Миловида просветлела лицом, почувствовала, как разлилось по сердцу тепло. И хотя была голодной, но то и дело оставляла еду и спрашивала-допытывалась, где та земля, что называется Арменией, давно ли она жена эргастериарха, как попала в Италию, или рассказывала о себе. Но не плакала уже. То ли выплакала за все лихие годы слезы, то ли начинала привыкать ко всему, что сваливалось на нее за это время. Смотрела доверчиво и грустно на женщину и рассказывала ей то же, что и вельможе, а иногда больше: какая беда постигла ее и Божейку в тот самый день, когда вышла к Ладе и Яриле за благословением, почему и оказалась здесь, в далекой Вероне. Какие надежды она возлагает на свидание с Прядотой и кто посоветовал ей обратиться именно к нему.
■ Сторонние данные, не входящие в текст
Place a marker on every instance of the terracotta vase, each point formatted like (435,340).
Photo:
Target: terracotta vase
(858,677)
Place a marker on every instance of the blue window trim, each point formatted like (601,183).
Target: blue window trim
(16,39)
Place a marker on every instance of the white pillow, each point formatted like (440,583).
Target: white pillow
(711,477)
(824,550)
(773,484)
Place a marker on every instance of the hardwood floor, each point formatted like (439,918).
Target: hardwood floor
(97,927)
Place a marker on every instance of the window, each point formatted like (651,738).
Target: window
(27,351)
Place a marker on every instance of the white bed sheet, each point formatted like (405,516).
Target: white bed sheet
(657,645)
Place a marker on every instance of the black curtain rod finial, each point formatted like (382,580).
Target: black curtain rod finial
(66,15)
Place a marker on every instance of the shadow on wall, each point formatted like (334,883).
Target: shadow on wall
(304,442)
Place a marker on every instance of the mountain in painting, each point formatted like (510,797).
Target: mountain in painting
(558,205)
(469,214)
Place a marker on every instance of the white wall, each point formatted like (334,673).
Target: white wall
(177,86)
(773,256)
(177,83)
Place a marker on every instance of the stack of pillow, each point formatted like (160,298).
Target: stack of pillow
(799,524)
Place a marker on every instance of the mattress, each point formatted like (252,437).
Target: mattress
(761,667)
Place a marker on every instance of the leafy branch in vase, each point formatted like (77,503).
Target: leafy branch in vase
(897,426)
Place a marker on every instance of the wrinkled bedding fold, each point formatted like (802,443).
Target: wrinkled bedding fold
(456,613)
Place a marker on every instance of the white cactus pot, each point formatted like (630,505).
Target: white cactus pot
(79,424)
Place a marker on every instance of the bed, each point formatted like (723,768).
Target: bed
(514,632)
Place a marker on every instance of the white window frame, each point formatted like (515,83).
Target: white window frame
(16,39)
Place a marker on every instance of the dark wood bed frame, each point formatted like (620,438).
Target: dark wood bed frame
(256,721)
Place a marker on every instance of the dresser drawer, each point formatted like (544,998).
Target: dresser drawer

– Я знаю Прядоту, – присев рядом, тихо и как-то таинственно сказала собеседница Миловиды. – Он работает в эргастерии, там же, где и мой муж. Если придет, поведу тебя к нему. Или позову Прядоту к нам, а ты оставайся здесь, в моей каморе. Хорошо?
– Хорошо, матушка милая. Спаси тебя бог за яства и за ласку человеческую.
Ждала Прядоту дотемна, ждала и тогда, когда стемнело, а дождалась всего лишь испуганного шепота хозяйки каморы.
– Ступай за мной, дитя. – Схватила девушку за руку и повела крадучись во двор.
– Куда мы, матушка? – забеспокоилась Миловида, когда увидела, что идут не во двор вельможи, а подальше от него.
– Сейчас скажу… Вот здесь должна быть лазейка. – Остановилась и пошарила в ограде. – Ага, есть. Слушай и слушайся меня, наделенное красотой, но обделенное счастьем-долей дитя человеческое. Беги отсюда, и немедленно. Ты, девонька, приглянулась вельможе, а вельможа этот, чтобы ты знала, нечист на руку. Позвал вечером Прядоту и велел ему не говорить тебе правды о Божейко. Знает, не знает Прядота, где Божейко, все равно должен делать так, чтобы ты поверила и осталась ждать. А уж как останешься, не преминет обесчестить тебя и сделает своей наложницей. Это он умеет, поверь. Он Богом входит в душу, но выходит из нее сатаной… Поэтому и говорю: беги как можно дальше. Пока выспятся да кинутся за тобой, далеко будешь. Иди вдоль речки, а за селом свернешь в поле. На битую дорогу не выходи, там может быть погоня.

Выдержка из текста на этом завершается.